Bürgermeister Thomas Eberth mahnte nicht zu vergessen und dankbar zu sein. Dankbar für Frieden, Freiheit, Wohlstand und Demokratie in unserem Heimatland. "Die weltweiten Ereignisse zeigen es und der unbeschreibliche Terror vom blutigen Freitag in Paris führen es uns schockierend vor Augen: Die Welt benötigt die Erinnerung und einen Aufschrei gegen Terror und das Vergessen", so Eberth. Er widmete seine Ansprache zum Volkstrauertag nicht nur den Toten der Kriege, sondern besonders den schrecklichen Ereignissen in Frankreich und den unzähligen Flüchtlingen, die genau vor diesem Terror fliehen.
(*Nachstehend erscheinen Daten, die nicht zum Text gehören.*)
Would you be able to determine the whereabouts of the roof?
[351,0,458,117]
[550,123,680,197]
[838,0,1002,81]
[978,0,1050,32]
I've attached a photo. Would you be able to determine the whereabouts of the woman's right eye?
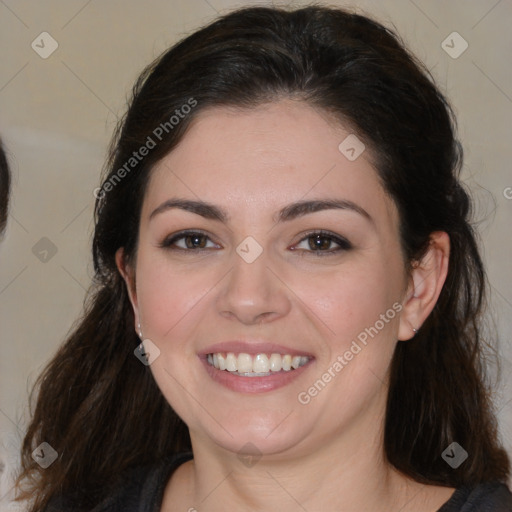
[160,231,220,251]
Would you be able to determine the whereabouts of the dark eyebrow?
[277,199,374,223]
[149,199,374,223]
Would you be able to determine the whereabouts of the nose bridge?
[214,237,290,323]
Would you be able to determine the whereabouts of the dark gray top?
[45,453,512,512]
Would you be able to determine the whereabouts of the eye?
[160,231,220,251]
[291,231,352,256]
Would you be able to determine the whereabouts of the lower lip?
[200,357,314,393]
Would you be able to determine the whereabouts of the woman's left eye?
[291,232,352,256]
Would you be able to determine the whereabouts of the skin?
[117,100,454,512]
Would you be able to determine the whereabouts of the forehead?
[145,100,396,227]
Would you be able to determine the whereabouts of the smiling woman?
[14,7,512,512]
Auch bei den Vertretern der Kirchen wurde deutlich: Terror und Krieg darf nicht sein. Religionen stehen für den Frieden sowie den interreligiösen Austausch und Ausgleich. "Es ist auch ein Tag der Lebenden. Genau deshalb ist er gerade in der heutigen Zeit ein wichtiger Erinnerungstag der Mahnung", so Eberth.

Der Volkstrauertag ist ein Tag der Geschichte, an dem Familien diskutieren, Großeltern erzählen und gemeinsam wird erkannt, dass es notwendig ist, immer für Gerechtigkeit und Demokratie im Kleinen und im Großen einzutreten. Bürgermeister Eberth forderte diesen Aufschrei gegen das Vergessen. "Der Volkstrauertag geht alle an", so Eberth. Gemeinsam beteten die Vertreter der Kirchen mit den Besuchern für Frieden in der Welt. Beim Lied des guten Kameraden gedachte man den Opfern von Krieg und Gewalt und den Hinterbliebenen der feigen Terroranschläge in Paris. Allgemein war man sich einig, dass es wichtig ist, unser Wertefundament und den Kampf für Frieden, Menschenrechte und Demokratie an diesem Tag in den Vordergrund zu stellen.